Lors de la finale, son club était opposé à celui de Polytechnique. Elle a défendu ses idées devant un jury composé entre autres d’Inès Bordet, championne du monde de débat, d’Olivier Gracia (chroniqueur et écrivain) ainsi que l’avocat de Jacques Chirac, Me Szpiner, et d’autres professionnels de l’art oratoire.

«C’est une compétition de débat qui consiste à faire gagner son université en équipe», explique Lamya. Et l’étudiante d’ajouter : "Le débat portait sur le sujet suivant ‘’Il vaut mieux vivre 1 jour comme un lion plutôt que 100 comme un mouton". Chaque équipe se voit attribuer un rôle, en l’espèce nous devions défendre la négation du sujet, c’est-à-dire ‘’Il ne vaut pas mieux vivre 1 jour comme un lion mais 100 comme un mouton’’. »

 

Un premier pas vers ses rêves

Ainsi, chaque équipe est composée de 4 participants et le choix du sujet ne concerne aucunement les candidats. Cependant, il puise ses racines dans la volonté de l’équipe de construire un débat à dimension philosophique et compréhensible. Une année de dur labeur et de travail sans relâche pour pouvoir se préparer au mieux.
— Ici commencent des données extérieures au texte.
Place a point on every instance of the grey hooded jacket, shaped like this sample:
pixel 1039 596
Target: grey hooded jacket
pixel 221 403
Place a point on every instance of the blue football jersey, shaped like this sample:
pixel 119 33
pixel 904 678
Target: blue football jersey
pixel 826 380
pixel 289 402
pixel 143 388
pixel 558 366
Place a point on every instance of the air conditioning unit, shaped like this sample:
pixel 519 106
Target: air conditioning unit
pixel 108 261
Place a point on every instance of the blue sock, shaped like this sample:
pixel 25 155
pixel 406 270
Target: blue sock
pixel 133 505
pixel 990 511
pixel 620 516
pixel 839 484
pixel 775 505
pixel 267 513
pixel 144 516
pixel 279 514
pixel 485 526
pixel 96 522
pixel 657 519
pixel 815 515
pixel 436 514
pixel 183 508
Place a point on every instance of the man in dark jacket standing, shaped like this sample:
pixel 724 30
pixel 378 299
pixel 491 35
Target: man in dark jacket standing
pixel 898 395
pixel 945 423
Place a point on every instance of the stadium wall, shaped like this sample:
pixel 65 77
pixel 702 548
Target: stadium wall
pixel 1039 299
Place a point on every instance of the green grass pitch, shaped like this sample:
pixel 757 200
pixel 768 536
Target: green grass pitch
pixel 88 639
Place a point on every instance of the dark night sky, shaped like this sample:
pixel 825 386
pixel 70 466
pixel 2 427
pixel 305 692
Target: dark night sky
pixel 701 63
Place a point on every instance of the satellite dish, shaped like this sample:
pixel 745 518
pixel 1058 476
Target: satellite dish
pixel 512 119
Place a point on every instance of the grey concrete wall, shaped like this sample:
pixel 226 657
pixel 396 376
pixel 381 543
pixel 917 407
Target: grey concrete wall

« À l’annonce de la victoire de notre équipe, j’ai eu les larmes aux yeux. Je me suis sentie surtout plus que reconnaissante envers les coéquipiers que j’ai eu la chance d’avoir. Ils sont même devenus aujourd’hui des frères et sœurs », se souvient, honorée de ce résultat, la Marocaine.

Lamya, des étoiles plein les yeux et des rêves plein la tête soutient qu’« il n’y a plus beau et efficace que la parole comme moyen d’expression ». D’où le désir d’« inaugurer prochainement la Fédération Marocaine de Débat qui rassemblera tous les clubs de débat du pays. Un moyen de promouvoir l’art oratoire au Maroc comme à l’international. »

Mais avant, la prochaine étape pour l’étudiante est de représenter le Maroc en mai aux championnats du monde : « C’est plus qu’une fierté de représenter le Maroc dans ce genre de compétition, c’est un devoir ! », conclut-elle avec enthousiasme.